The beauty standard

By JEFFARAH GIBSON

Tribune Features Writer

jgibson@tribunemedia.net

WITH the numerous medical advancements available today, women have almost endless ways of manufacturing beauty.

While some settle for putting on a little extra makeup, changing up their hairstyle or purchasing body shapers, others go through life-changing measures – all for the sake of beauty.

Increasing pressure from the media and other sources have led many women to go to extreme lengths just to meet the so-called “standard of beauty”.

But when it comes to beauty, how far is too far? We asked several Bahamian women to what extent they were willing to go in order to achieve their ideal, or maybe society’s ideal, of beauty.

“To me nowadays society has brainwashed women into its definition of what beauty is,” said Sylvian Rahming, a member of the Her’Spective talk show cast.

“Media and magazines tells us to be thin with the ‘right’ amount of curves. Women are placed under extreme pressure to have the perfect teeth, healthy hair, a hot body and flawless skin. Often time the gorgeous women on the cover of a magazine have been retouched, and though we know that, we still seek to become what we see the world is responding to.”

Ms Rahming said in her view, the need to achieve the accepted definition of beauty is at an all-time high.

“Women are now having surgical procedures, tummy tucks, liposuction, nose jobs and butt lifts to keep up with what society deems beautiful.”

Social media has significantly contributed to the growing pressure to be a certain type of beautiful as well, with women putting much effort into posting their best photos and garnering the most ‘likes’. Software programmes like Adobe Photoshop come in handy for those who want to add enhance their images or change their appearance all together.

“I believe if you retouch your photos so much that you’ve created someone else, you’ve gone too far. If you’ve had so much plastic surgery that your health is at risk, you’ve gone too far. If you’re making alterations to your body to please someone else, you’ve gone too far. If you’re doing anything to your body that erases away your sense of identity, you’ve gone too far. The most beautiful thing about you is the fact that you are you,” Ms Rahming said.

“I believe it is OK to enhance your natural beauty and features you were born with, but as women we must find our own definition of what beauty means individually and become that. Beauty to one may be having an amazing personality, to someone else it’s having a big, round butt, to another it may be being thick or full-figured, and to yet another it’s having a small waistline. Do whatever makes you happy as long as you’re not doing it to the detriment of your health, or trying to live up to another person’s view of what beauty is. Love yourself just the way you are, knowing that your physical appearance is fuelled by the level of confidence you exude. How far is too far when it comes to beauty? It’s lies in you losing yourself in the process.”

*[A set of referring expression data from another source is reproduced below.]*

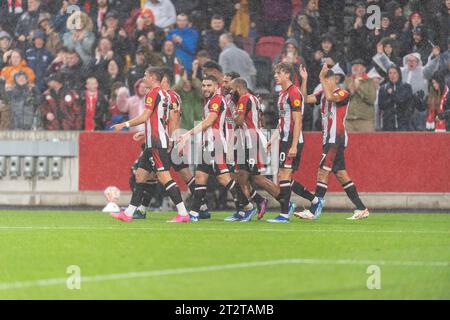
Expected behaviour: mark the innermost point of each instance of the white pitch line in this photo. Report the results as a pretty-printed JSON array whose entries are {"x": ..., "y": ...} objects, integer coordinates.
[
  {"x": 222, "y": 229},
  {"x": 244, "y": 265}
]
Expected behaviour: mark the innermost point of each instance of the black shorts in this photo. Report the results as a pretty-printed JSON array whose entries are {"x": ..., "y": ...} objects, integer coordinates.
[
  {"x": 214, "y": 165},
  {"x": 155, "y": 159},
  {"x": 333, "y": 157},
  {"x": 289, "y": 163}
]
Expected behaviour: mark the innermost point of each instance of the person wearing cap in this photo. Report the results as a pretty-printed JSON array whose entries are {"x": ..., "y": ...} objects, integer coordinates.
[
  {"x": 60, "y": 108},
  {"x": 53, "y": 41},
  {"x": 360, "y": 117},
  {"x": 39, "y": 59},
  {"x": 15, "y": 63},
  {"x": 80, "y": 36},
  {"x": 443, "y": 23},
  {"x": 164, "y": 11},
  {"x": 146, "y": 28},
  {"x": 5, "y": 45},
  {"x": 28, "y": 21},
  {"x": 23, "y": 99}
]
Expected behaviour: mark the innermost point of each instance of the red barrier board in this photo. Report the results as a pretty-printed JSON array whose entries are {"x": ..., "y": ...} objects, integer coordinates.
[{"x": 377, "y": 162}]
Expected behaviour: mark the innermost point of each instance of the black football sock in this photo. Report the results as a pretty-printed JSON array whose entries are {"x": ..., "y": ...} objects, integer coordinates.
[
  {"x": 302, "y": 191},
  {"x": 285, "y": 196},
  {"x": 149, "y": 191},
  {"x": 255, "y": 196},
  {"x": 199, "y": 195},
  {"x": 350, "y": 189},
  {"x": 240, "y": 199}
]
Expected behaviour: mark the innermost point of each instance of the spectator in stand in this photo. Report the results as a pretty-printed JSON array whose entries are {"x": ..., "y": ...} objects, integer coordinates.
[
  {"x": 28, "y": 22},
  {"x": 420, "y": 44},
  {"x": 10, "y": 12},
  {"x": 134, "y": 105},
  {"x": 68, "y": 7},
  {"x": 114, "y": 115},
  {"x": 164, "y": 11},
  {"x": 306, "y": 30},
  {"x": 438, "y": 118},
  {"x": 98, "y": 14},
  {"x": 113, "y": 74},
  {"x": 23, "y": 99},
  {"x": 290, "y": 54},
  {"x": 171, "y": 61},
  {"x": 201, "y": 58},
  {"x": 60, "y": 109},
  {"x": 210, "y": 37},
  {"x": 276, "y": 16},
  {"x": 443, "y": 23},
  {"x": 80, "y": 38},
  {"x": 395, "y": 12},
  {"x": 146, "y": 28},
  {"x": 73, "y": 72},
  {"x": 190, "y": 91},
  {"x": 14, "y": 62},
  {"x": 186, "y": 40},
  {"x": 360, "y": 117},
  {"x": 394, "y": 100},
  {"x": 112, "y": 30},
  {"x": 39, "y": 59},
  {"x": 386, "y": 31},
  {"x": 94, "y": 106},
  {"x": 232, "y": 58},
  {"x": 53, "y": 40},
  {"x": 5, "y": 46},
  {"x": 137, "y": 71}
]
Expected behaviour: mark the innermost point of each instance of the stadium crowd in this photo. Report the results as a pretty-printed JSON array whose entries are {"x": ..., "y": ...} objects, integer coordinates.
[{"x": 63, "y": 68}]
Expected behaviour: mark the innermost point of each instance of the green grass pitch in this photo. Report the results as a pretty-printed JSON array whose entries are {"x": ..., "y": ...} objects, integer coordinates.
[{"x": 152, "y": 259}]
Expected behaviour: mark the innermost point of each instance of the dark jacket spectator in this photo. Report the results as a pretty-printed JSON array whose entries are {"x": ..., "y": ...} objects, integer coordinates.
[
  {"x": 394, "y": 101},
  {"x": 94, "y": 106},
  {"x": 61, "y": 108},
  {"x": 28, "y": 21},
  {"x": 23, "y": 101},
  {"x": 147, "y": 32},
  {"x": 53, "y": 41},
  {"x": 186, "y": 40},
  {"x": 137, "y": 71},
  {"x": 210, "y": 37},
  {"x": 5, "y": 46},
  {"x": 39, "y": 59}
]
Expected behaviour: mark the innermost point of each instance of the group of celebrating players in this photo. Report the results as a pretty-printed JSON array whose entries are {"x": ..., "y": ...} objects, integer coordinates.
[{"x": 234, "y": 148}]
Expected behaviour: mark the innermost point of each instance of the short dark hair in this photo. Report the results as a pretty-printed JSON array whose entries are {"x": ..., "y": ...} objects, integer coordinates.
[
  {"x": 233, "y": 75},
  {"x": 211, "y": 78},
  {"x": 212, "y": 65},
  {"x": 158, "y": 72},
  {"x": 217, "y": 17},
  {"x": 285, "y": 67},
  {"x": 241, "y": 82}
]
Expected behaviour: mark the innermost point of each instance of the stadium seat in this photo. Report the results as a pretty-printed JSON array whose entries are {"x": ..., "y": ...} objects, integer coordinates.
[
  {"x": 269, "y": 46},
  {"x": 264, "y": 76}
]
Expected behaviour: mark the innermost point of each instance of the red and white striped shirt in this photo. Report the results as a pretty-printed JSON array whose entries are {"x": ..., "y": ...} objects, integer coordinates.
[
  {"x": 250, "y": 106},
  {"x": 290, "y": 100},
  {"x": 334, "y": 115},
  {"x": 217, "y": 105},
  {"x": 157, "y": 101}
]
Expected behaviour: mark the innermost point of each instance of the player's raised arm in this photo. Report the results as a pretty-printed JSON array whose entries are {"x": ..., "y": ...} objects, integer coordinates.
[
  {"x": 304, "y": 87},
  {"x": 133, "y": 122}
]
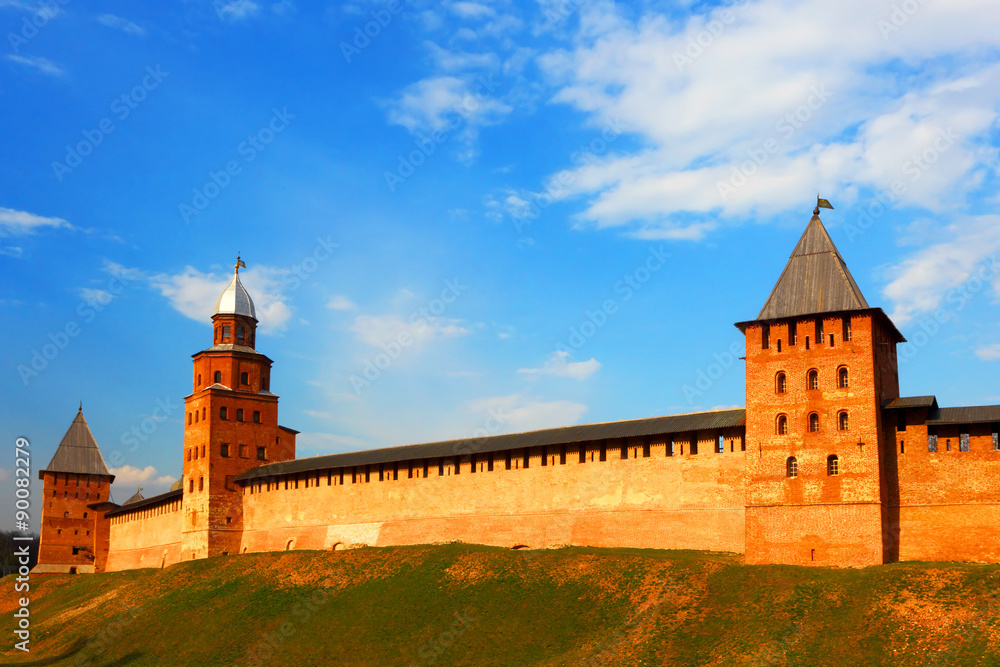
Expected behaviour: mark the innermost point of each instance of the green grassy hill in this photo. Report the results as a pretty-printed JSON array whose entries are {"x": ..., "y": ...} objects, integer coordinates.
[{"x": 470, "y": 605}]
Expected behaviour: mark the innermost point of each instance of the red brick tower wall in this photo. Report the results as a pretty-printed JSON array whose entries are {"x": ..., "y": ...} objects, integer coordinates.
[
  {"x": 816, "y": 518},
  {"x": 67, "y": 522},
  {"x": 218, "y": 447}
]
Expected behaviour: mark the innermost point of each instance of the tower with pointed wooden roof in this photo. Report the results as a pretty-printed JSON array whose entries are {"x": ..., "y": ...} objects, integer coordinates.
[
  {"x": 820, "y": 363},
  {"x": 75, "y": 478}
]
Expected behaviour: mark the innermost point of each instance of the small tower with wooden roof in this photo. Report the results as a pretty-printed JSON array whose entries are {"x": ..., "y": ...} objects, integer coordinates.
[
  {"x": 820, "y": 363},
  {"x": 75, "y": 478}
]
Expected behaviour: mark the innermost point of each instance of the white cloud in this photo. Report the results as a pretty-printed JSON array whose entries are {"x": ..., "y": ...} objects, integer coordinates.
[
  {"x": 376, "y": 330},
  {"x": 194, "y": 293},
  {"x": 340, "y": 302},
  {"x": 559, "y": 365},
  {"x": 455, "y": 107},
  {"x": 948, "y": 274},
  {"x": 43, "y": 65},
  {"x": 701, "y": 112},
  {"x": 519, "y": 413},
  {"x": 236, "y": 10},
  {"x": 14, "y": 222},
  {"x": 472, "y": 10},
  {"x": 989, "y": 352},
  {"x": 122, "y": 24},
  {"x": 129, "y": 478}
]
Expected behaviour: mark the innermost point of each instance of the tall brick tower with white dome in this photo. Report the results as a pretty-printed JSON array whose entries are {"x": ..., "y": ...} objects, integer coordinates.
[{"x": 231, "y": 426}]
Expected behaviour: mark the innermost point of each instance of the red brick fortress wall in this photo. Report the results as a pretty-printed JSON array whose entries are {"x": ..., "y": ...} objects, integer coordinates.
[
  {"x": 149, "y": 537},
  {"x": 663, "y": 502},
  {"x": 949, "y": 500}
]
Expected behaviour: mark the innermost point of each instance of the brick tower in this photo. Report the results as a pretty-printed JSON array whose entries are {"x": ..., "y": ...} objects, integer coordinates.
[
  {"x": 820, "y": 362},
  {"x": 231, "y": 426},
  {"x": 75, "y": 477}
]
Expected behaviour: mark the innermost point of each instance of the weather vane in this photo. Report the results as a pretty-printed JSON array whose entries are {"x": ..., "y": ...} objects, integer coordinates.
[{"x": 821, "y": 203}]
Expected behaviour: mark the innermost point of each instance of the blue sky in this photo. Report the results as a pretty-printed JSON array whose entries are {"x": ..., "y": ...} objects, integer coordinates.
[{"x": 562, "y": 207}]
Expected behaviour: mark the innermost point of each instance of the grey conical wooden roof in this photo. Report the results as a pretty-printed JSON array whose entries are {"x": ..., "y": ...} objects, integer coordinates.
[
  {"x": 815, "y": 280},
  {"x": 78, "y": 451},
  {"x": 136, "y": 497}
]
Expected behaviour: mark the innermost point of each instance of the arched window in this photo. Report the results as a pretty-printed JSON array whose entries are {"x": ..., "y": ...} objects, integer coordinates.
[
  {"x": 832, "y": 465},
  {"x": 814, "y": 423}
]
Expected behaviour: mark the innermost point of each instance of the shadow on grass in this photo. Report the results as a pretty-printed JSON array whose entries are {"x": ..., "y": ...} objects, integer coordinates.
[{"x": 74, "y": 650}]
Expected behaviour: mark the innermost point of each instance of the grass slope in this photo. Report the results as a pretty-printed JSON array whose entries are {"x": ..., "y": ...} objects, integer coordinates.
[{"x": 472, "y": 605}]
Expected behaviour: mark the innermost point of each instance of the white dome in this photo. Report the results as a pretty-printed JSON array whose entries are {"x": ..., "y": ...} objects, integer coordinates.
[{"x": 235, "y": 300}]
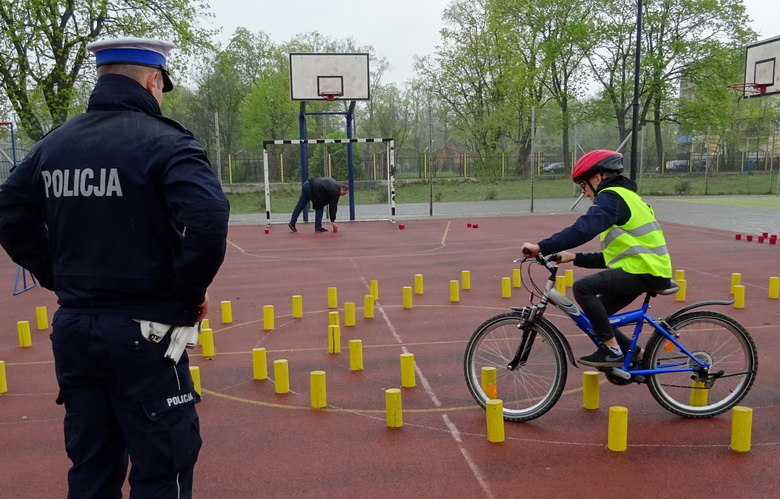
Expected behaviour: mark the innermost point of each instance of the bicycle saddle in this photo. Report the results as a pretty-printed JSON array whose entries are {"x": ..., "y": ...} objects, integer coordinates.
[{"x": 672, "y": 289}]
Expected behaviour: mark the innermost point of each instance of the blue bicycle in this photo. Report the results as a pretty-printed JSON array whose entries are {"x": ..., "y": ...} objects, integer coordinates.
[{"x": 696, "y": 364}]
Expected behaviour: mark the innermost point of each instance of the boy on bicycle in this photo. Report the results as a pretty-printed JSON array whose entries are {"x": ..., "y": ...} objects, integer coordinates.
[{"x": 633, "y": 250}]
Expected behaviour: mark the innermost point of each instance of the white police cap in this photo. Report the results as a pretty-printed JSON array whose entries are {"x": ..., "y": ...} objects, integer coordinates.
[{"x": 132, "y": 50}]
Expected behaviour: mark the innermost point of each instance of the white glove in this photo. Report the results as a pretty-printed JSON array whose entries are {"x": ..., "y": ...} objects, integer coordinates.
[
  {"x": 182, "y": 337},
  {"x": 153, "y": 332}
]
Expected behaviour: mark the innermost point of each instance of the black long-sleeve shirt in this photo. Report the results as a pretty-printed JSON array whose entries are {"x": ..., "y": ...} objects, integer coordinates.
[
  {"x": 325, "y": 191},
  {"x": 608, "y": 209}
]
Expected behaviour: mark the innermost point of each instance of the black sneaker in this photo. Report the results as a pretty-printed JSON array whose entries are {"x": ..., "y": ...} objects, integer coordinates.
[{"x": 603, "y": 357}]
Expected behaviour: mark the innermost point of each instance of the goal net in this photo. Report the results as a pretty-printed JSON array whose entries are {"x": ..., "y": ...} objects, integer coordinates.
[{"x": 367, "y": 165}]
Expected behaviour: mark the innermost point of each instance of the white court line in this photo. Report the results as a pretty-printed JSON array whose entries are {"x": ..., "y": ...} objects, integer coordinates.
[{"x": 453, "y": 430}]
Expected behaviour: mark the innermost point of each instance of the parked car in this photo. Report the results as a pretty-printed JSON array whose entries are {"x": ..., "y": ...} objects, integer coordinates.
[
  {"x": 683, "y": 165},
  {"x": 554, "y": 168}
]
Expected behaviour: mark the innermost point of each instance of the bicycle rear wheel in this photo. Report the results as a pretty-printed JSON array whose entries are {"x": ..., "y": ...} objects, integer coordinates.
[
  {"x": 534, "y": 386},
  {"x": 716, "y": 339}
]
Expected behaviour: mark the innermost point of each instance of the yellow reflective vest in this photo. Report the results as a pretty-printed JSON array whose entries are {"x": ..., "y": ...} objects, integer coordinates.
[{"x": 638, "y": 246}]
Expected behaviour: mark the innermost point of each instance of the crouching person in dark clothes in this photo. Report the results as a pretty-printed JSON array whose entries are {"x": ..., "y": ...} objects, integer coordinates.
[
  {"x": 118, "y": 212},
  {"x": 322, "y": 192}
]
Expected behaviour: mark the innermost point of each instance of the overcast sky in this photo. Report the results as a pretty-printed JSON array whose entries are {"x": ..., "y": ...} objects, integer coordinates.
[{"x": 397, "y": 29}]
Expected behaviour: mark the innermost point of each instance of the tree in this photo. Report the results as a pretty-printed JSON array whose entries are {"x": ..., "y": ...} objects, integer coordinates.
[
  {"x": 560, "y": 34},
  {"x": 43, "y": 46},
  {"x": 678, "y": 36},
  {"x": 467, "y": 74}
]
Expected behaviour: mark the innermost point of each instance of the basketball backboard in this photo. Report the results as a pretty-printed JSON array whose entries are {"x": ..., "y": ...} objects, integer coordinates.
[
  {"x": 762, "y": 68},
  {"x": 329, "y": 76}
]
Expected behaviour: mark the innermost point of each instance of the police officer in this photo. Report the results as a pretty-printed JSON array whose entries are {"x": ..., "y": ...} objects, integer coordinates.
[
  {"x": 633, "y": 247},
  {"x": 118, "y": 212}
]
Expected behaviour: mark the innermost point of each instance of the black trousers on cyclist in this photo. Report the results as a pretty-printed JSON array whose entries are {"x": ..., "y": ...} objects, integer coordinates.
[{"x": 607, "y": 292}]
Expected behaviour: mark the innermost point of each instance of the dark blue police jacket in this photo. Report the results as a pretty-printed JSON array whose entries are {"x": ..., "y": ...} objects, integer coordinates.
[{"x": 118, "y": 211}]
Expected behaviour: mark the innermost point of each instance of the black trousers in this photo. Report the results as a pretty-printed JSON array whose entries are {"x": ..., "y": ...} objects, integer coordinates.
[
  {"x": 607, "y": 292},
  {"x": 123, "y": 399}
]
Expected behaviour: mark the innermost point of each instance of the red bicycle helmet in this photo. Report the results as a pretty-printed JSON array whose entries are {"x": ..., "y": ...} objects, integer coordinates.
[{"x": 595, "y": 162}]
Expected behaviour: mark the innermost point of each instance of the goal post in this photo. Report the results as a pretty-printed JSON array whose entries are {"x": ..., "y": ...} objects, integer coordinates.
[{"x": 372, "y": 173}]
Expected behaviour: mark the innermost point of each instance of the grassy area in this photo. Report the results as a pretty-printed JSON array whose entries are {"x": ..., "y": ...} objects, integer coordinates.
[{"x": 460, "y": 190}]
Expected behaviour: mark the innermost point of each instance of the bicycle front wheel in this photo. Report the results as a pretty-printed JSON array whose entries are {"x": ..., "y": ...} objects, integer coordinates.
[
  {"x": 534, "y": 386},
  {"x": 714, "y": 338}
]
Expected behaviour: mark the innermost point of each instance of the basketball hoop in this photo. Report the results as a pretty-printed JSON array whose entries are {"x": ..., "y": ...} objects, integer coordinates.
[
  {"x": 330, "y": 95},
  {"x": 749, "y": 88}
]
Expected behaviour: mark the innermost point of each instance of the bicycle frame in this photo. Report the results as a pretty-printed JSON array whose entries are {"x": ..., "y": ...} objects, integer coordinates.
[{"x": 638, "y": 317}]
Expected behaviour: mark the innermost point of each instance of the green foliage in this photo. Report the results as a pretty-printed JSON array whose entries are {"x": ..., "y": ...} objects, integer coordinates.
[
  {"x": 52, "y": 57},
  {"x": 283, "y": 199}
]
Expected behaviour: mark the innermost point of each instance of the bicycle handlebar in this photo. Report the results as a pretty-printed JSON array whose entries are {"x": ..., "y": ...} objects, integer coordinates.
[{"x": 541, "y": 259}]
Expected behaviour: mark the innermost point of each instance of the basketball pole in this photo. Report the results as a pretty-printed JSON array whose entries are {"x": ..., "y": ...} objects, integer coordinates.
[{"x": 635, "y": 105}]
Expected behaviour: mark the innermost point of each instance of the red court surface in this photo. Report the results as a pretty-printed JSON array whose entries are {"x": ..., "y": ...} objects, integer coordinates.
[{"x": 261, "y": 444}]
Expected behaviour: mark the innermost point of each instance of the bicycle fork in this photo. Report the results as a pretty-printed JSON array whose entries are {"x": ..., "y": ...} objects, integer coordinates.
[{"x": 527, "y": 316}]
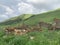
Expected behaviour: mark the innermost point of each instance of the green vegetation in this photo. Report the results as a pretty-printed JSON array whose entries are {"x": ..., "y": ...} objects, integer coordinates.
[{"x": 45, "y": 37}]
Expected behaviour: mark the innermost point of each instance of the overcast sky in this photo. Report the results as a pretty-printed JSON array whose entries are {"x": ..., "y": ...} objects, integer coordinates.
[{"x": 11, "y": 8}]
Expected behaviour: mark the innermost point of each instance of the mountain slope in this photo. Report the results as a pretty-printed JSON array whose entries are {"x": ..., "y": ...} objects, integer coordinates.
[{"x": 31, "y": 19}]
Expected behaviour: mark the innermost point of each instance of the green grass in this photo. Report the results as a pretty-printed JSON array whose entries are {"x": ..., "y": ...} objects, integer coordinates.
[{"x": 45, "y": 37}]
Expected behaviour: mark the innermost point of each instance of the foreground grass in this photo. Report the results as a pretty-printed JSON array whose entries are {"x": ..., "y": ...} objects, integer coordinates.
[{"x": 41, "y": 38}]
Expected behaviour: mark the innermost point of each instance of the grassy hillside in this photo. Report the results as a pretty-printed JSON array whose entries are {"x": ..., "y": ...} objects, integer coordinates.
[{"x": 45, "y": 37}]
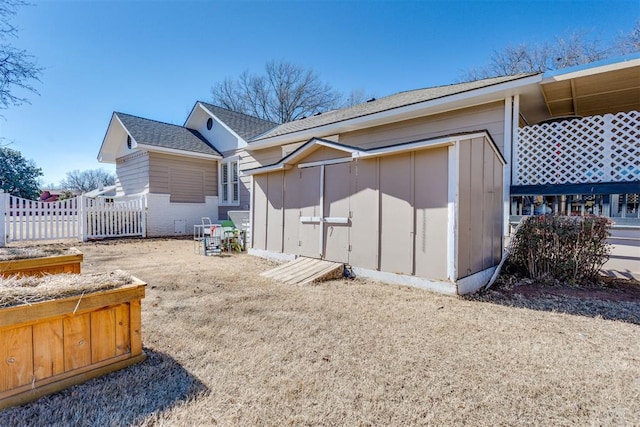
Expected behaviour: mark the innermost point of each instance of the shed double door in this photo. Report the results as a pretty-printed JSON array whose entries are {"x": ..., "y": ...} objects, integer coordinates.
[{"x": 325, "y": 214}]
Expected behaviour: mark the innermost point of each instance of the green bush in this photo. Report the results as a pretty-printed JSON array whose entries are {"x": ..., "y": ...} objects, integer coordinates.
[{"x": 564, "y": 248}]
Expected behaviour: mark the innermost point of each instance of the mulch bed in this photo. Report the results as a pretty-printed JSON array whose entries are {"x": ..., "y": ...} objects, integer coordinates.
[{"x": 608, "y": 298}]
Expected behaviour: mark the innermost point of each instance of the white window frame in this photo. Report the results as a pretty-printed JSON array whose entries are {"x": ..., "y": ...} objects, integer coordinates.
[{"x": 230, "y": 184}]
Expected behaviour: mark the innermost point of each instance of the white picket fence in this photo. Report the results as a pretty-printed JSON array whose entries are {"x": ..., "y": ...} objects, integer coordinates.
[{"x": 79, "y": 218}]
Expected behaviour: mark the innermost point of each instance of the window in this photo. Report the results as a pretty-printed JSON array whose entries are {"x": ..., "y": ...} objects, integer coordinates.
[{"x": 229, "y": 183}]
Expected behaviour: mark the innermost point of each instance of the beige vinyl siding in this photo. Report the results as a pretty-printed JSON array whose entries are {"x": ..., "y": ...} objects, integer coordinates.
[
  {"x": 275, "y": 212},
  {"x": 488, "y": 117},
  {"x": 185, "y": 179},
  {"x": 132, "y": 173}
]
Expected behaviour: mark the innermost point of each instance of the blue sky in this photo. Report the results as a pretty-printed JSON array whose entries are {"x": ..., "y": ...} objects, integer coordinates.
[{"x": 156, "y": 58}]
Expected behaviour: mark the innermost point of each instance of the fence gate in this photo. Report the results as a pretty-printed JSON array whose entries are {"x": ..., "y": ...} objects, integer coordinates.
[
  {"x": 114, "y": 219},
  {"x": 78, "y": 218}
]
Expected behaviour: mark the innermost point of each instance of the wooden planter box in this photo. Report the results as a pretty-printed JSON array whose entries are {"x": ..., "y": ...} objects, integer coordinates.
[
  {"x": 48, "y": 346},
  {"x": 54, "y": 264}
]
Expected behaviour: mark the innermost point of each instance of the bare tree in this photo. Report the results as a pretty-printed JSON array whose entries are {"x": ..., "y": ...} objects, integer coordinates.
[
  {"x": 17, "y": 68},
  {"x": 285, "y": 92},
  {"x": 630, "y": 42},
  {"x": 355, "y": 97},
  {"x": 87, "y": 180},
  {"x": 19, "y": 176}
]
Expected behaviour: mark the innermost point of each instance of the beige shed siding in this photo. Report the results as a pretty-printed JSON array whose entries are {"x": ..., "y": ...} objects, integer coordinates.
[
  {"x": 487, "y": 116},
  {"x": 365, "y": 208},
  {"x": 309, "y": 198},
  {"x": 431, "y": 176},
  {"x": 260, "y": 219},
  {"x": 397, "y": 207},
  {"x": 479, "y": 208},
  {"x": 292, "y": 190},
  {"x": 396, "y": 214},
  {"x": 338, "y": 189},
  {"x": 275, "y": 212},
  {"x": 132, "y": 173},
  {"x": 167, "y": 172}
]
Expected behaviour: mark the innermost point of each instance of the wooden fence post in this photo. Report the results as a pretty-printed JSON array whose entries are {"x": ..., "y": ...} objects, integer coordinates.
[
  {"x": 143, "y": 205},
  {"x": 82, "y": 227},
  {"x": 3, "y": 218}
]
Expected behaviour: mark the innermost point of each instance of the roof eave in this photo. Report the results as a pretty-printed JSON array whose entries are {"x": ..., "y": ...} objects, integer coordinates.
[
  {"x": 433, "y": 106},
  {"x": 591, "y": 69}
]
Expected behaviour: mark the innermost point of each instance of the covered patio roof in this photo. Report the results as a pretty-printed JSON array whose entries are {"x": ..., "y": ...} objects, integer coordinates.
[{"x": 603, "y": 87}]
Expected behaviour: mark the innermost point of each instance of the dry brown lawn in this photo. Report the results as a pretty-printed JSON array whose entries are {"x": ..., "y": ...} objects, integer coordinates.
[{"x": 227, "y": 347}]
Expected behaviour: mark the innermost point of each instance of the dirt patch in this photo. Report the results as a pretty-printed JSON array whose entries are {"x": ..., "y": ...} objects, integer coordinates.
[
  {"x": 246, "y": 350},
  {"x": 608, "y": 298}
]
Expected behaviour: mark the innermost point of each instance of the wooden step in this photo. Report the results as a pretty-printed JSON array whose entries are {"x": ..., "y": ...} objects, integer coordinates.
[{"x": 305, "y": 270}]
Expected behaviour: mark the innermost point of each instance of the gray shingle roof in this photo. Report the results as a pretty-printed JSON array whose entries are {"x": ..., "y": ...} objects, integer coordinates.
[
  {"x": 384, "y": 104},
  {"x": 243, "y": 124},
  {"x": 165, "y": 135}
]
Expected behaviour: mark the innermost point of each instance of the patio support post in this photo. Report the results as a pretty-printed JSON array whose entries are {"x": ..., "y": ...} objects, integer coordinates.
[
  {"x": 82, "y": 227},
  {"x": 511, "y": 109}
]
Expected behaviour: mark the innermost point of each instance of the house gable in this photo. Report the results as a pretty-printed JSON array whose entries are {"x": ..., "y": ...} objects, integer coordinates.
[
  {"x": 127, "y": 134},
  {"x": 228, "y": 130}
]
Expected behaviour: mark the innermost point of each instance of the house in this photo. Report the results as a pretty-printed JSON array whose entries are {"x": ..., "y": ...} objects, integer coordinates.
[
  {"x": 185, "y": 172},
  {"x": 422, "y": 187}
]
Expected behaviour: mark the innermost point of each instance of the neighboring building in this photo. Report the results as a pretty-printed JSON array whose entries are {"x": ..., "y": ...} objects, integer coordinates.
[{"x": 421, "y": 187}]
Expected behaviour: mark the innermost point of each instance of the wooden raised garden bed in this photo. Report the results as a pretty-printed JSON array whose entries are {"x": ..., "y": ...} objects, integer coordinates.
[
  {"x": 51, "y": 345},
  {"x": 67, "y": 261}
]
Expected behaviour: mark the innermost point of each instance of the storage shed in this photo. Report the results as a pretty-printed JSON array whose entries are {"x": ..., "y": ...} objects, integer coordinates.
[{"x": 425, "y": 213}]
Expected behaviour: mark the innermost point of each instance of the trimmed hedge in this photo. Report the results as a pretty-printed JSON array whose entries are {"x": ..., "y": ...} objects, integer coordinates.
[{"x": 565, "y": 248}]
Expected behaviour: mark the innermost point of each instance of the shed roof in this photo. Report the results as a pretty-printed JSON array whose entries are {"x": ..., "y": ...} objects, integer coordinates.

Samita Ferguson, founder of the CHAMPS group for girls in the Bahamas, said she has encouraged many young women to love the skin they are in.

“Personally, I think that women should be confident in the skin they are in. In terms of weight loss, you hear of so many women trying to lose weight and not doing it the right way. I think it is vital that women, especially black women, to appreciate who they are. For me I have learned to appreciate who I am,” she told Tribune Woman.

“The Word of God is our foundation, and if we understand that we are made in God’s image and likeness, then we do not have to enhance so much of our physical appearance. We learn to love and appreciate who we are. But women go to deep depths, for example like trying to have surgery that shows that they are not appreciative of the body they are in. And I think the media plays a dangerous role because women try to enhance who they are to be like their idols.”

Ms Ferguson reiterated that there is absolutely nothing wrong with enhancing one’s beauty, but when a woman wants to go “under the knife” when it is not necessary, that is going too far in her opinion.

Young Bahamian Ashnell Brown added: “I was the girl who always had to keep up. When there was any fad in makeup, beauty or hair, I had to be a part of it and would purchase all of the latest products. I was once the woman who wanted the hourglass figure and contemplated on several occasions to actually have a procedure done so that I can look just like the celebrities and some of the other women I saw on social media. But then I realised that none of that was helpful to me and would have harmed me. I began changing how I saw myself and just became fine with who I was and how I looked. And when you come to that place where you are OK with you, that is the most freeing thing in the world.”

Comments

PaulaMaria says...

There is not a beauty standard that just brings to the fore a list of facial and phisycal features equally appreciated by all the people. Maybe I am impressed by a pair of green eyes, while you fall in love with dark brown hair. This is the most subjective aspect that we ever gonna bring in discussion and the standards imposed by our society are not the best motivational scale of principles for young people.